Ora. Siamo proprio sicuri che queste foto siano protette più dal diritto di cronaca che dal segreto istruttorio? Meglio: siamo sicuri che queste foto siano protette più dal diritto di cronaca che dal comune senso del pudore, della decenza, del rispetto, della civiltà?
In Università mi hanno fatto leggere pagine e pagine, fiumi d'inchiostro, sulla definizione di "buon costume". Cosa è contrario al buon costume? Non si capisce mai, la dottrina e la giurisprudenza oscillano, come sempre, c'è addirittura chi dice che il "buon costume" sia una locuzione anacronistica. Beh,  a mio modestissimo parere, QUESTO è contrario al buon costume. Sotto tutti i punti di vista. La pubblicazione di foto del genere non è giustificabile in assoluto. E questo è il culmine dell'inutile sensazionalismo che la tv va ricercando in maniera intensva. E ma ormai non ne possiamo più. Quando vediamo la notizia sensazionale, lo spettacolo delle lacrime, del sangue e del sentimento cambiamo canale. Meno male. Certo, mi si potrebbe chiedere, ma chi ti ha detto di andartele a vedere le foto? Nessuno, non l'ho scelto io, mi sono comparse nella home page, sotto la scritta, probabilmente consigliata caldamente da un avvocato imbecille a scopo di sgravio di responsabilità: "Attenzione: immagini che potrebbero urtare la sensibilità". Grazie, Corriere, grazie perchè la mia giornata non avrebbe avuto senso senza vedere il corpo sfatto di una ragazzina che non riesce a trovare pace nemmeno nella morte. Grazie perchè non mi bastava "Quarto grado" che non ha di meglio da fare che intervistare, una settimana si e l'altra pure, Michele Misseri e farmi vedere, come il celeberrimo "occhio della madre", l'"occhio del PM" che indagatore si insinua nelle menzogne del mentitore seriale (puesta parte è del tutto inventata perchè, me ne vanto, non ho mai visto nemmeno una puntata di "Quarto grado").
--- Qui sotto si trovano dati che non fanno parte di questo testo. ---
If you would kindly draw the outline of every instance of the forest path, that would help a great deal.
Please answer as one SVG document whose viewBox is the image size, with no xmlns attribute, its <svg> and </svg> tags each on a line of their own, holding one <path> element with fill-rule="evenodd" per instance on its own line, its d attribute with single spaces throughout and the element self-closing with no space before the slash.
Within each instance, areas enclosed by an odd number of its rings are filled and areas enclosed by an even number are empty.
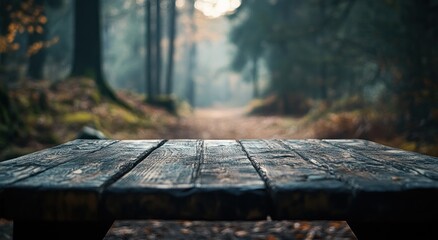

Spero vivamente, sinceramente, che subentri una nuova generazione di giornalisti d'assalto, che sia in grado non solo di dare notizie coerenti con il DOVERE di cronaca (che è ben più utile e pregno del diritto, perchè è un impegno preso con tutti noi), ma anche che sappia mostrarci, ogni tanto il lato buono (che spesso è quello giusto) delle cose.